Effective usage of this repository requires learning a couple of technologies: PyTorch, PyTorch Lightning. Knowledge of some experiment logging frameworks like Weights&Biases, Neptune is also recommended.

For someone unfamiliar with these packages, we included an example in the tutorial_vit/ directory. Briefly, this code trains a ViT model on CIFAR10 with PyTorch lightning modules and logs it into Tensorboard or Neptune.ai. The core classes are as follows.

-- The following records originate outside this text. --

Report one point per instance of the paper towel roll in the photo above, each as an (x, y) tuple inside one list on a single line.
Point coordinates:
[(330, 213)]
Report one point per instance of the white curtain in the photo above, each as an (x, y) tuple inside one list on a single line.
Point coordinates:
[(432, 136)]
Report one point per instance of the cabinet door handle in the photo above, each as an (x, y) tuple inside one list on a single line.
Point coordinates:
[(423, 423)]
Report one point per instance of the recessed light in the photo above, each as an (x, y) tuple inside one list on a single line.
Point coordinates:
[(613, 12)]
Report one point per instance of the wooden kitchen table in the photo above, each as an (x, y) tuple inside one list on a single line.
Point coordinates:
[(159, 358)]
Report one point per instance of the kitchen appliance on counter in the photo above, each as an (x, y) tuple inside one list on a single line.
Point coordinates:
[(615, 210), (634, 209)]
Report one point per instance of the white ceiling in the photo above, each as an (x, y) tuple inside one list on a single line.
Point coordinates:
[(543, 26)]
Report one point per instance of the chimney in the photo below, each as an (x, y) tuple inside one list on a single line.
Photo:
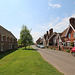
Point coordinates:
[(51, 31), (47, 32)]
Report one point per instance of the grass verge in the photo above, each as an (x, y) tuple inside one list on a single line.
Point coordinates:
[(26, 62)]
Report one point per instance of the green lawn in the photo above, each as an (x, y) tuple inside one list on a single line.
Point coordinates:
[(25, 62)]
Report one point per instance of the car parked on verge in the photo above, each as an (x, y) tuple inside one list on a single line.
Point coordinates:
[(38, 46), (73, 51)]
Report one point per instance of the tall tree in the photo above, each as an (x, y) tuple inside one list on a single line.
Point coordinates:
[(25, 36)]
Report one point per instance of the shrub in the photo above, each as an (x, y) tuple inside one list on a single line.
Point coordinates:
[(68, 51)]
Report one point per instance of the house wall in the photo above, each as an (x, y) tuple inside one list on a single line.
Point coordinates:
[(12, 42), (72, 38)]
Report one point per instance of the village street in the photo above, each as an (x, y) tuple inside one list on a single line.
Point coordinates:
[(63, 61)]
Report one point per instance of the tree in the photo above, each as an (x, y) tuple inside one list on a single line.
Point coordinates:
[(25, 36), (72, 44)]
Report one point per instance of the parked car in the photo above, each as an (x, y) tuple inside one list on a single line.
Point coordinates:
[(42, 46), (38, 46), (73, 51)]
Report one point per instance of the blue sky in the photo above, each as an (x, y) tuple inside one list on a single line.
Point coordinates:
[(38, 15)]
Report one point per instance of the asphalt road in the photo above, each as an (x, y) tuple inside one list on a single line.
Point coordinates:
[(63, 61)]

CIFAR10DataModule: A class that encapsulates all the steps needed to process data.
LitClassifier: A class that encapsulates the following things: model, train & valid & test steps, and optimizers.
pl.Trainer: A class that contains all of the other processes to operate the LitClassifier. You can easily run the following code to train a ViT model directly.

bash scripts/tutorial.sh

1. Description

This repository implements the Swin 4D fMRI transformer (SwiFT).

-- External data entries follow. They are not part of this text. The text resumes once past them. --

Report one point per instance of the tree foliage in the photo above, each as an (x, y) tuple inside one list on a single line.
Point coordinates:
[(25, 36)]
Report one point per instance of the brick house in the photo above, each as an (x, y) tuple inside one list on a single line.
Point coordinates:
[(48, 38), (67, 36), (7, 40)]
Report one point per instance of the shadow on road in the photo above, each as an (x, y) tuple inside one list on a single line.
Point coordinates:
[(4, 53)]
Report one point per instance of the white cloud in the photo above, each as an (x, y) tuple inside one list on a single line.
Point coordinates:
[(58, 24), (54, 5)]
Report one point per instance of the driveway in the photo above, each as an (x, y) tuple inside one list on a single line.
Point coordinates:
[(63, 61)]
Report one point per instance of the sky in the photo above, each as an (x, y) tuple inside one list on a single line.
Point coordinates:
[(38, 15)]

Our code offers the following things.
- Trainer based on PyTorch Lightning for running SwiFT.
- SwinTransformer4D architecture and its variants
- Data preprocessing/loading pipelines for 4D fMRI datasets.
- Self-supervised learning strategies

2. How to install

We highly recommend you to use our conda environment.

# clone project   
git clone https://github.com/Transconnectome/SwiFT.git

# install project   
cd SwiFT
conda env create -f envs/py39.yaml
conda activate py39

3. Project Structure

Our directory structure looks like this:

├── notebooks                    <- Useful Jupyter notebook examples are given (TBU)
├── output                       <- Experiment log and checkpoints will be saved here once you train a model
├── envs                         <- Conda environment
├── pretrained_models            <- Pretrained model checkpoints
│   ├── contrastive_pretrained.ckpt        <- Contrastively pretrained model on all three datasets 
│   ├── hcp_sex_classification.ckpt        <- Model trained for the sex classification task on HCP dataset 
│   ├── split_hcp.txt                      <- Data split for the trained HCP model 
├── project                 
│   ├── module                   <- Every module is given in this directory
│   │   ├── models               <- Models (Swin fMRI Transformer)
│   │   ├── utils                
│   │   │    ├── data_module.py  <- Dataloader & codes for matching fMRI scans and target variables
│   │   │    └── data_preprocessing_and_load
│   │   │        ├── datasets.py           <- Dataset Class for each dataset
│   │   │        └── preprocessing.py      <- Preprocessing codes for step 6
│   │   └── pl_classifier.py    <- LightningModule
│   └── main.py                 <- Main code that trains and tests the 4DSwinTransformer model
│
├── test                 
│   ├── module_test_swin.py     <- Code for debugging SwinTransformer
│   └── module_test_swin4d.py   <- Code for debugging 4DSwinTransformer
│ 
├── sample_scripts              <- Example shell scripts for training
│
├── .gitignore                  <- List of files/folders ignored by git
├── export_DDP_vars.sh          <- setup file for running torch DistributedDataParallel (DDP) 
└── README.md

4. Train model

4.0 Quick start & Tutorial

Single forward & backward pass for debugging SwinTransformer4D model.

cd SwiFT/
python test/module_test_swin4d.py

Tutorials with Colab

We have created a Colab-based tutorial that covers reading fMRI data, pre-processing the data for SwiFT, and training and inferring with SwiFT. The data used in the tutorial assumes a similar format to HCP, and with this code, you can easily apply SwiFT to your own data. The SwiFT code for the tutorial on Google Drive may differ slightly from the main GitHub repo.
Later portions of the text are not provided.